You can bet the pragmatic progressive has thought about potential ploys. Take, for example, a tax hike on the richest Connecticut residents, which Looney fought for and lost this spring in a clash with fellow Democrat Lamont, who insisted on holding the line against new levies.
“We’d probably do a 1 percent capital gains tax. That would raise $131 million,” Looney said dreamily, after I suggested he might be able to quietly sneak through a 2-percent hike in a late-night executive order. Did it cross his mind? “Yes, of course,” he admitted, but he added, “It would probably be overturned once the governor came back.”
Looney would also like to rescind an order that Lamont crafted and Bysiewicz signed on Friday night, giving Connecticut cities and towns the right to require masks indoors, even inside private businesses. Looney favors a unified state policy from the governor’s office, preferably with a stricter mask requirement. “You have a Tower of Babel effect in my estimation,” he said of the new order.
Alas, that move wouldn’t last very long either.
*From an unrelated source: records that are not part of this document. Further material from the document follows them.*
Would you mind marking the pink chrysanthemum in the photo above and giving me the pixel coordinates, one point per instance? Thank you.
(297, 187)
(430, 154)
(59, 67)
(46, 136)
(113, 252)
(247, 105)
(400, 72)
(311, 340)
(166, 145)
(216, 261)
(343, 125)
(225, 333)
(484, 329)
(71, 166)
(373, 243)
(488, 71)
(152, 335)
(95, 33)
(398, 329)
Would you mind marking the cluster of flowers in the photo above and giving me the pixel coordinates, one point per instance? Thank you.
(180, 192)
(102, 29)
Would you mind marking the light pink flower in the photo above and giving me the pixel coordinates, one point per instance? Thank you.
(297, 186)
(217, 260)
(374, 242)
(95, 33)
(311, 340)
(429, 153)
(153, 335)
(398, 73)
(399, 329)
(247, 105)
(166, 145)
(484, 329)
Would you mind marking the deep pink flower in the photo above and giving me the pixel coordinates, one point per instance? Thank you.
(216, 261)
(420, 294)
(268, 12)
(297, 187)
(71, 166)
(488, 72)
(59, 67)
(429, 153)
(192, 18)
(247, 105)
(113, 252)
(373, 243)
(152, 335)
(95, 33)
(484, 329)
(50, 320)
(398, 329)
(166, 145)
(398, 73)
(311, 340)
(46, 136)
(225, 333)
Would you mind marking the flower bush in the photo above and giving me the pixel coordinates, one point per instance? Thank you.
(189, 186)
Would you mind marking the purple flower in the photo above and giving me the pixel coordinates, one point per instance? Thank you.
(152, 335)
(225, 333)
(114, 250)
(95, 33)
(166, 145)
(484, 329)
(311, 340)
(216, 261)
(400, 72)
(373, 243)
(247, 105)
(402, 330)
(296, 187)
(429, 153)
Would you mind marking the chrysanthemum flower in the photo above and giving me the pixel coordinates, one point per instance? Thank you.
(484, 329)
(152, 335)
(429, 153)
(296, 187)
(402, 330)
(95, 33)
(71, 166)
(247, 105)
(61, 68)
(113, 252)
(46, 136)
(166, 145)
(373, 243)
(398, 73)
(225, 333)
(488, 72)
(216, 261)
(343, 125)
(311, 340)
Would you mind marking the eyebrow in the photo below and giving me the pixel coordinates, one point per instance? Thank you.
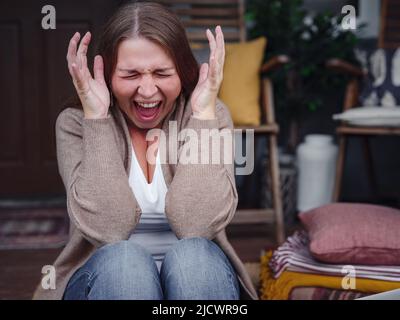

Something like it did happen in Idaho in May, when Lt. Gov. Janice McGeachin, a conservative Republican, took advantage of Gov. Brad Little’s exit from their state, and signed an order banning mask mandates by cities, towns and schools. Little returned the next day and angrily rescinded McGeachin’s action. And get this: He’s a Republican too, facing a likely reelection challenge from her.
Idaho has a history of acting governor stunts like that, but it’s just not how we roll in genteel Connecticut. Looney was acting governor once before, a few years ago, and had a quiet week.
Still, surely Looney, from the worldwide pizza capital, could declare New Haven-style pizza the state food while Lamont is Down East surrounded by lobsters. Looney supported the flatbread honor this year after the state House voted for it. But with debate time scarce, it never came up for a vote in the Senate, and some Republicans objected to adopting it without debate.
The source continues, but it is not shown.